OH! and still a MUCH better day than I had


----------



## louis.mannino.7 (May 3, 2016)

Wtf is an hms permit ... Googling now 


Sent from my iPhone using Tapatalk


----------



## troygem (Jul 27, 2015)

H.er M.ajestys S.ervice..... It means you have to be from England..:thumbup:


----------



## louis.mannino.7 (May 3, 2016)

Seriously tho?


Sent from my iPhone using Tapatalk


----------



## DAWGONIT (Jan 16, 2009)

They'll all eat & Thanks for sharing report & pics.

For Louis: Highly Migratory Species permit if you hadn't found it.
https://hmspermits.noaa.gov/


----------



## NoCatch (Apr 27, 2008)

Good job and nice pics. Tks for the post!


----------



## Sfninerfan69 (Jun 20, 2014)

Hey aquaholic, was that you that the coast guard was hailing a few Friday's ago over the vhf. Vessel taking on water?


----------



## ANGELEYES (Oct 9, 2014)

nice fish!!!


----------



## louis.mannino.7 (May 3, 2016)

So how come I can't figure out how to get a new permit? I don't see an option for recreational 


Sent from my iPhone using Tapatalk


----------



## Reel Sick (May 4, 2009)

Nice fish capt.

In regards to HMS permit here you go, I bought one 2 weeks ago $20.00, I called and it's the Atlantic permit recreational which includes the gulf.
http://hmspermits.noaa.gov/basicApplicationData


----------



## Chapman5011 (Mar 7, 2013)

Hms is just another american tax. That's all it is.


----------



## Billybob+ (Jul 12, 2011)

I don't disagree with you at all as for it being a tax BUT....if you get caught with a Bigeye, yellowfin, or by some miracle a BLUEfin...you'd better have one 

for $20 if you even think you're gonna catch some of the above, it's worth getting.. just to avoid the pain.
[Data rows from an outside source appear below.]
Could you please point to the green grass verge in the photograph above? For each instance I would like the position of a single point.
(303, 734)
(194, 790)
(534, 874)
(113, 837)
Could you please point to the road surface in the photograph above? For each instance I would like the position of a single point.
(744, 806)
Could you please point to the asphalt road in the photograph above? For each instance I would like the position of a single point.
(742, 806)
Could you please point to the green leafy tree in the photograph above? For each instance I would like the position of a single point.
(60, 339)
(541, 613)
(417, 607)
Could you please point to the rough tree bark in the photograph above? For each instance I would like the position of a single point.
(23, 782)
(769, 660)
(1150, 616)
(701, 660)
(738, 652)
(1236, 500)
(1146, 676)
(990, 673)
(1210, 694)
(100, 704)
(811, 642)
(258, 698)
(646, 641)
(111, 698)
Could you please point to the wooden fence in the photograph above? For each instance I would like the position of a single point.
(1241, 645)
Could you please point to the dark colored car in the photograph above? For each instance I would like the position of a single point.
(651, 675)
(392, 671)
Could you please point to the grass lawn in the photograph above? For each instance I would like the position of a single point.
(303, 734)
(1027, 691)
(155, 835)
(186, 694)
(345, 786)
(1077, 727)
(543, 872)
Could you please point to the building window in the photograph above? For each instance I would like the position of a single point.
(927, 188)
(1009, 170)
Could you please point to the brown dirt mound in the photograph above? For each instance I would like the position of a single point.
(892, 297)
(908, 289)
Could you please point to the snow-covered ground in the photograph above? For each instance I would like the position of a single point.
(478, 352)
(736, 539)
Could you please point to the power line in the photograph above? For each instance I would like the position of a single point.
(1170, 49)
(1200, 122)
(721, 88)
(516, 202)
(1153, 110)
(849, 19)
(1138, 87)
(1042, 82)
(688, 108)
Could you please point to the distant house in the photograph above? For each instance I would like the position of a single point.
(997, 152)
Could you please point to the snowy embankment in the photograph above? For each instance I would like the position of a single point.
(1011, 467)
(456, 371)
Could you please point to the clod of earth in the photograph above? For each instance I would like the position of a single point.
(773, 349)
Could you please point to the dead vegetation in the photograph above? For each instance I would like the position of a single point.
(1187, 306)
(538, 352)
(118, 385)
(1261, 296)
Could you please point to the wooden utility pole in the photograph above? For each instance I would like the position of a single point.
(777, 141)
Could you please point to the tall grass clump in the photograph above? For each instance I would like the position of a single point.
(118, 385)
these same permits were FREE 15 years ago (+/-) AND good for 10 YEARS!!!

about 6months after I got mine they said....."hey wait! these shouldnt be free and they DANGED sure shouldn't last 10 years!"

I kept my 10 year one until it expired and always wondered if they'd ticket me had they caught me using it.



Chapman5011 said:


> Hms is just another american tax. That's all it is.


----------



## OLDBOB (Jan 27, 2013)

You also need the permit for some sharks, like Mako.


----------